Lompat ke konten Lompat ke sidebar Lompat ke footer

Perumpamaan Ibu

            Ada seorang ibu yang penuh kasih, kesuburan, dan penyelenggaraan. Dengan kesuburannya yang tak terhingga, ia dengan gembira melahirkan beratus-ratus, bahkan beribu-ribu, anak. Namanya adalah “Pertiwi” dan nama anak-anaknya ialah “pria” dan “wanita”.
            Dengan penuh kasih dan kemurahan hati yang berlimpah-limpah, ia menyuguhi mereka dengan air sejuk dan bening untuk diminum; buah-buah berdaging dan lezat untuk dimakan; rumput lembut, hijau, dan segar untuk berbaring; malam dan siang, bulan dan musim.
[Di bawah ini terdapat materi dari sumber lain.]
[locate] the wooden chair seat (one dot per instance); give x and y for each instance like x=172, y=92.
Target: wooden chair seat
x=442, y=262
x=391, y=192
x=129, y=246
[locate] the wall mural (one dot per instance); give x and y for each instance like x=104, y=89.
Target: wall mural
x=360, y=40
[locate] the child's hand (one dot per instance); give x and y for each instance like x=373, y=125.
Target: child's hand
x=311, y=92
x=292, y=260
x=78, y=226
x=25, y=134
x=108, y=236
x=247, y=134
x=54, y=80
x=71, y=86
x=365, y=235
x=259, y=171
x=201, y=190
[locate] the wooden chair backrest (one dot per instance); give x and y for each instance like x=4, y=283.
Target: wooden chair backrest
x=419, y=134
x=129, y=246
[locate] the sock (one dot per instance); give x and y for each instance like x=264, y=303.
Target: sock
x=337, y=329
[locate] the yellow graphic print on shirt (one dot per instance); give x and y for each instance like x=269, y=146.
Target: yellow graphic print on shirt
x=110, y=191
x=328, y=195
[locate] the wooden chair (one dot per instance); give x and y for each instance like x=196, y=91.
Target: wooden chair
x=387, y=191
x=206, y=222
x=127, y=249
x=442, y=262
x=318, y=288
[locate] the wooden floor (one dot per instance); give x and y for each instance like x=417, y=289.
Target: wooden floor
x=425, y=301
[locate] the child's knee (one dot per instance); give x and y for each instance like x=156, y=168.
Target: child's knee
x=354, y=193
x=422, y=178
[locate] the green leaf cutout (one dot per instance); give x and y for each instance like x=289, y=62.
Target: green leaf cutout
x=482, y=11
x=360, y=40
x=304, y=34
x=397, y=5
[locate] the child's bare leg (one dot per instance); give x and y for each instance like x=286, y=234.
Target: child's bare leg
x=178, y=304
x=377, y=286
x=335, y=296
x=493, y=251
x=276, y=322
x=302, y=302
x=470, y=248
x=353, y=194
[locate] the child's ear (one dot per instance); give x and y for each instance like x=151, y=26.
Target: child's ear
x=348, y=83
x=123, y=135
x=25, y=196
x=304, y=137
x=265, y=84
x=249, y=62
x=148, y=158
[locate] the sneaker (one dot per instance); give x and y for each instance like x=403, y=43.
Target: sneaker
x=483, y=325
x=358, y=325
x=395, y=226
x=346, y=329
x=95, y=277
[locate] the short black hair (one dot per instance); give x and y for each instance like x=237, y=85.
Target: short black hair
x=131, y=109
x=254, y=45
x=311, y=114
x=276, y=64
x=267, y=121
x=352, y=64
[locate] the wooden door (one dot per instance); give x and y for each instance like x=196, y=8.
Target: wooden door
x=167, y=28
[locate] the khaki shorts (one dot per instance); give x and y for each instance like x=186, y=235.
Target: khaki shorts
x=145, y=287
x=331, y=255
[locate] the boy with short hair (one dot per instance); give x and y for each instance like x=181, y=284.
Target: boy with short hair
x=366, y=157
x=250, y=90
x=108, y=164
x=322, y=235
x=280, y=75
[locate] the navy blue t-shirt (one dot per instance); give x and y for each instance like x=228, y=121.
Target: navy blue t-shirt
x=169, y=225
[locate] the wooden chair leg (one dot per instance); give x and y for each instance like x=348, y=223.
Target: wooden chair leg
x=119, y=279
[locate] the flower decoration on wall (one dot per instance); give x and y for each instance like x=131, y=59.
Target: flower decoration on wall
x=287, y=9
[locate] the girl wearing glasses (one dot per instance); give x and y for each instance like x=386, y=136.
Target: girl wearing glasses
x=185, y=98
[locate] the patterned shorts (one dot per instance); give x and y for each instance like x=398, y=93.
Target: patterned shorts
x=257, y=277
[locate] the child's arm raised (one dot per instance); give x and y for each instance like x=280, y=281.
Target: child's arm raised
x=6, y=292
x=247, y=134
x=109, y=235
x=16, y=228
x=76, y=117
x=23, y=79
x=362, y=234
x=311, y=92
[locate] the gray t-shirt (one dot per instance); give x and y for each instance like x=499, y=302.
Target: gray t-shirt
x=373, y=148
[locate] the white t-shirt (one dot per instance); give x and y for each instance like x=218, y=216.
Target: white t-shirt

            Ketika pria dan wanita, anak-anak Ibu Pertiwi, masih kecil, mereka sangat mengasihi ibu mereka. Mereka membelainya siang dan malam dengan tangan dan kaki telanjang mereka.
            Karena sangat berterima kasih kepada Ibu Pertiwi, maka mereka mengadakan festival-festival besar untuk menyambut dan merayakan musim-musim, panenan, mulainya dan berakhirnya musim hujan, musim panas, dan musim dingin.
            Dalam kesederhanaan mereka sebagai anak, mereka bahkan berdoa kepadanya dan menyembahnya di sawah ladang mereka, di rumah-rumah mereka, dan di kuil-kuil mereka yang mungil.
            Ketika anak-anak Ibu Pertiwi bertambah besar dan menjadi pelajar serta terdidik, sikap mereka menjadi semakin dingin terhadap ibu mereka. Akhirnya, mereka melupakan segala kebaikan hatinya dan seluruh cinta kasih serta kemurahan hatinya. Festival dan perayaan mereka berhenti. Mereka tidak lagi berdoa kepadanya. Mereka lupa menyembahnya. Doa-doa, sembah sujud, festival, dan perayaan mereka dahulu mereka pandang dengan penuh ketakutan dan penghinaan. Ketika mereka menjadi lebih “beradab”, mereka belajar merenggut dari haribaan Ibu Pertiwi, dengan licik dan paksa, harta kekayaan yang dengan penuh kasih disimpankannya bagi anak-anak yang belum lahir!
            Akhirnya, sekarang, ketika mereka telah mencapai puncak kemajuan, mereka telah mengubah sikap-sikap mereka kepada ibu mereka yang baik hati. Ibu Pertiwi sekarang merupakan saingan yang harus ditaklukkan, binatang buas yang harus dimasukkan ke dalam perangkap dan ditundukkan, orang kikir yang harus dilucuti. Maka, anak-anaknya kemudian dengan kejam “memangsa”-nya, memuntungkannya, melucuti selubung keindahannya, dan mencemarkannya. Meskipun begitu, kaum intelektual, filsuf, dan pemikir besar di seluruh dunia terus-menerus berkata, “Akhirnya kita menaklukkan bumi. Kita mengetahui rahasia-rahasia alam. Kita melepaskan bangsa manusia dari kegelapan, ketakutan akan gejala alam, dan takhayul. Kita sekarang kaya dan makmur. Masa depan yang gemilang menanti kita. Tidak perlu lagi kita berdoa atau bersembah sujud kepada siapa pun!”
            Namun, saya bertanya, “Sungguh-sungguh demikan itukah halnya? Dapatkah kita hidup tanpa Ibu kita?”